It turns out, “BlacKkKlansman” director Spike Lee is the one who informed President Barack Obama of the deadly violence that took place in Charlottesville, Va. last year.

Lee’s latest film, which tackles white nationalism and its poisonous rhetoric, hits theaters Aug. 10, nearly a year to the day after white nationalist groups and counter protestors clashed in Charlottesville.

The events involved the death of 32-year-old Heather Heyer and shone a light on the resurfacing racial tensions in America since the election of President Donald Trump.

The “Unite the Right rally” came just after the halfway point in Trump’s first year in office, and the president later defended the white nationalist groups, saying there were “very fine people on both sides.” Obama, meanwhile, had been vacationing in Martha’s Vineyard, where, according to a Time magazine piece, the former president hadn’t heard about the deadly rally until Lee told him about it on the the 18th hole of a golf course — which happens to be in Lee’s backyard.

From Time:

Lee had spent the morning, like many Americans, glued to the television. After seeing news from the counter-protest, Lee, taking a break from the coverage, went out to the 18th hole, in his backyard, where he saw Obama’s Secret Service agents. Lee says he then walked up to Obama. “I said, Mr. President, did you hear what happened in Charlottesville? He hadn’t.” So Lee told him. “I could see on his face–that shock. It was Aug. 12, year of our Lord, 2017.” (A spokesperson for Obama declined to comment.)

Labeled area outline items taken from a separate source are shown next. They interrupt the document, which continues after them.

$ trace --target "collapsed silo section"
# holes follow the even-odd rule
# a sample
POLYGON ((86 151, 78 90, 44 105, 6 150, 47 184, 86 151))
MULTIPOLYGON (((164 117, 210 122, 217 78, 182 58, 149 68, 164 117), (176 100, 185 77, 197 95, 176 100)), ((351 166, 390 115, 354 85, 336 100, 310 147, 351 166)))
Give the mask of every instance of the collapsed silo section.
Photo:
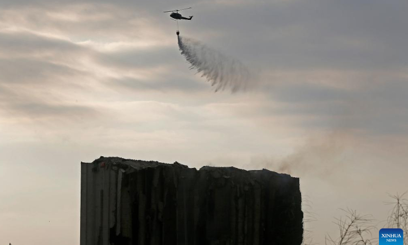
POLYGON ((301 243, 288 175, 113 157, 81 167, 81 245, 301 243))

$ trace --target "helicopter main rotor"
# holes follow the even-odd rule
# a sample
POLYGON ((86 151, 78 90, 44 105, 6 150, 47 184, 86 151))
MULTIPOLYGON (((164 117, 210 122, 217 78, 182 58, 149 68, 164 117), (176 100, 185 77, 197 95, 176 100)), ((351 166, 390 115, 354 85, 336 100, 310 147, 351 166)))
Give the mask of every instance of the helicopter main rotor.
POLYGON ((192 9, 192 8, 186 8, 185 9, 176 9, 175 10, 169 10, 168 11, 164 11, 164 12, 163 12, 163 13, 167 13, 168 12, 177 12, 178 13, 178 11, 181 11, 182 10, 184 10, 185 9, 192 9))

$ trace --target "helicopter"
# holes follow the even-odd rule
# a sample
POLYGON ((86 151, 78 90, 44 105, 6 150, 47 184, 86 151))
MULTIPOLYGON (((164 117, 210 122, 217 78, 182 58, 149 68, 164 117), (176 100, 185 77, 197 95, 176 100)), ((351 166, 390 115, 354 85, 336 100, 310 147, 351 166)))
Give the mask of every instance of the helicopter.
POLYGON ((171 13, 170 14, 170 17, 172 18, 173 20, 176 20, 177 19, 187 19, 188 20, 191 20, 191 19, 193 18, 193 16, 189 16, 188 18, 186 18, 185 17, 183 17, 181 14, 178 13, 178 11, 181 11, 182 10, 184 10, 185 9, 192 9, 192 8, 187 8, 186 9, 176 9, 175 10, 170 10, 169 11, 164 11, 163 13, 167 13, 168 12, 171 12, 171 13))

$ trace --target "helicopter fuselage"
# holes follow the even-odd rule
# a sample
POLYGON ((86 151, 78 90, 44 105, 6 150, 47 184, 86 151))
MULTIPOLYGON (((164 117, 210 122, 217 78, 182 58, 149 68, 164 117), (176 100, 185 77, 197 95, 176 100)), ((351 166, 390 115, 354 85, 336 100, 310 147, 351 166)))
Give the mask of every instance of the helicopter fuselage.
POLYGON ((183 17, 181 14, 179 14, 178 13, 171 13, 170 14, 170 17, 173 18, 174 19, 188 19, 189 20, 191 20, 193 16, 190 16, 189 18, 186 18, 185 17, 183 17))

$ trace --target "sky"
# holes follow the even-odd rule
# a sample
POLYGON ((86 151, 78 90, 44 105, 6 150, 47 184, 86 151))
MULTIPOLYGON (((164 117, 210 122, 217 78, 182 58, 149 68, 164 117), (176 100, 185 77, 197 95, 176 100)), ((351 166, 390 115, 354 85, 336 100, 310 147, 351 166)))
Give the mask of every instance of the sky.
MULTIPOLYGON (((408 2, 0 0, 0 244, 79 244, 100 156, 300 178, 314 241, 349 208, 382 228, 408 190, 408 2), (215 92, 181 35, 241 61, 215 92)), ((375 233, 374 232, 374 235, 375 233)))

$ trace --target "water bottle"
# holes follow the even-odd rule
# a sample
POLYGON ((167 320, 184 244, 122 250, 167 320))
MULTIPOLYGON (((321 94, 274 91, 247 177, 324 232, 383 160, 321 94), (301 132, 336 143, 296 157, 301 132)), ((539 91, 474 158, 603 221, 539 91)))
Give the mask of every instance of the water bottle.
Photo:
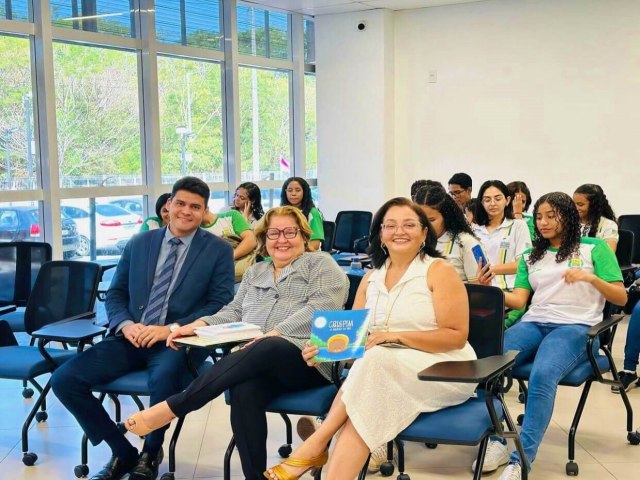
POLYGON ((349 271, 352 275, 364 275, 364 268, 362 268, 362 262, 360 261, 360 257, 351 258, 351 265, 349 267, 349 271))

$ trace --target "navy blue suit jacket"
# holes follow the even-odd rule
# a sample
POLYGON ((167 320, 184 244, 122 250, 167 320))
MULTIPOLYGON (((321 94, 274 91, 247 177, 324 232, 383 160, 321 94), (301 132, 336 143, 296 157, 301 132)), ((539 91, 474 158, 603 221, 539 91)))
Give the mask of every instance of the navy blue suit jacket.
MULTIPOLYGON (((124 320, 139 323, 149 303, 165 229, 135 235, 124 249, 107 292, 109 329, 124 320)), ((233 248, 198 229, 169 297, 165 325, 213 315, 233 299, 233 248)))

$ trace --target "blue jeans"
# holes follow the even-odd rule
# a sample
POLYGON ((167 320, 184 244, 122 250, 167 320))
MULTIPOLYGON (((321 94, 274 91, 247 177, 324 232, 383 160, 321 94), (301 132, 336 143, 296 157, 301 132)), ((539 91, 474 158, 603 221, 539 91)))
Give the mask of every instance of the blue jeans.
MULTIPOLYGON (((526 415, 520 431, 528 467, 536 458, 556 399, 558 383, 577 364, 587 360, 588 325, 519 322, 505 332, 504 351, 517 350, 516 367, 533 359, 526 415)), ((512 452, 510 463, 520 463, 512 452)))
POLYGON ((627 340, 624 344, 624 369, 635 372, 640 356, 640 302, 636 303, 629 319, 627 340))

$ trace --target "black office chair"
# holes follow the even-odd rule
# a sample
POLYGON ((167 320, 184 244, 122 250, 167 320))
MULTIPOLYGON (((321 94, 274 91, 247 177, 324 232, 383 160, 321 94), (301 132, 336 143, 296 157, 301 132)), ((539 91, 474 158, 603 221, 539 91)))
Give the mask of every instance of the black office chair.
POLYGON ((2 315, 14 332, 24 332, 24 307, 43 263, 51 261, 51 245, 43 242, 0 243, 0 307, 15 311, 2 315))
POLYGON ((337 253, 355 252, 356 242, 369 237, 373 214, 361 210, 338 212, 333 248, 337 253))
MULTIPOLYGON (((24 312, 26 332, 37 335, 38 330, 53 323, 93 318, 99 278, 100 265, 96 263, 44 263, 24 312)), ((22 426, 22 462, 28 466, 38 459, 35 453, 29 452, 29 426, 34 418, 38 422, 47 419, 46 396, 51 388, 50 380, 41 387, 36 377, 53 372, 76 355, 73 350, 45 348, 47 343, 40 339, 37 347, 10 344, 0 348, 0 378, 27 381, 39 392, 22 426)), ((78 349, 81 348, 82 342, 78 349)))
POLYGON ((322 221, 324 230, 324 240, 322 241, 322 251, 331 253, 333 251, 333 238, 336 232, 336 223, 329 220, 322 221))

Following the rally and violence — and Lee bringing it to his attention — Obama tweeted a response that, at the time, shattered the Twitter record for most likes.

“BlacKkKlansman,” which stars John David Washington, Adam Driver and Topher Grace as Ku Klux Klan Grandwizard David Duke, has gotten rave reviews, with a current Rotten Tomatoes score of 97 percent. The film, based on a true story, won Lee the Grand Prix prize at Cannes Film Festival in May.

The film centers on Ron Stallworth, a black police detective in 1970s Colorado who infiltrated the ranks of and investigated the Ku Klux Klan. (It’s based on Stallworth’s book of the same name.) Its timing and its release — tied to the Charlottesville anniversary — is no coincidence as the film includes footage of Heyer in the rally.

TheWrap’s Steve Pond called the film “quintessential Spike Lee, impassioned and messy and vital as anything he’s done in decades.”

“BlacKkKlansman” is Spike Lee standing up and showing that dammit, he’s still Spike Lee. Which is to say, it’s a crazy story fueled by righteous anger but also leavened by humor — and if it overreaches at times, gets preachy at others and sometimes threatens to go off the rails altogether, it’s also one hell of a ride.